Blame March’s side-by-side collapse in stocks and bonds for the latest push into alternative assets, a corner of the market destined to be worth $21 trillion by 2025 after adding about $1 trillion a year since 2015, according to PricewaterhouseCoopers LLP.
Classic investment styles — the backbone for pension funds and retail investors the world over — work because stocks pegged to growth are counterbalanced by bonds that protect during a downturn. Broken markets in March exploded this basic investing tenet, with strategies balancing 60% stocks against 40% bonds posting their worst returns since the 2008 financial crisis.

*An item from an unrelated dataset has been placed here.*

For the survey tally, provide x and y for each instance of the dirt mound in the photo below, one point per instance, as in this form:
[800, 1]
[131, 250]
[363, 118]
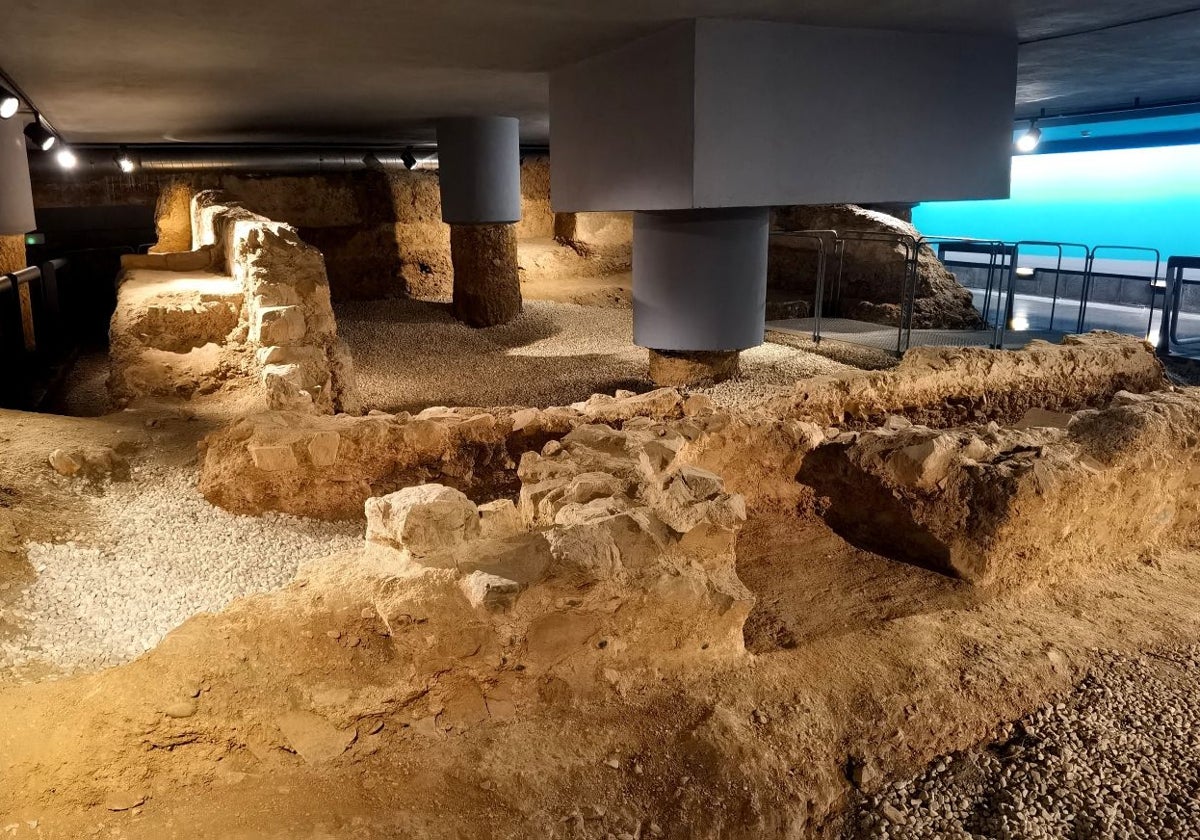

Many are seeking an answer in private assets. Their returns are uncorrelated to public markets. And while they’re illiquid and hard to exit, monthly or even quarterly valuations mean they’re more likely to escape the kind of volatility that kills portfolio returns.
“Real assets with reliable non-cyclical cash flows are likely to receive renewed attention from asset allocators,” John Bilton, head of global multi-asset strategy at JPMorgan Asset Management, wrote in a note at the end of April highlighting benefits of private investments.
The trouble is, many are cyclical — and vulnerable. For instance, social-distancing measures will keep consumers away from shopping malls and office workers cloistered in their homes even after lockdowns ease, which could be bad news for the real-estate sector.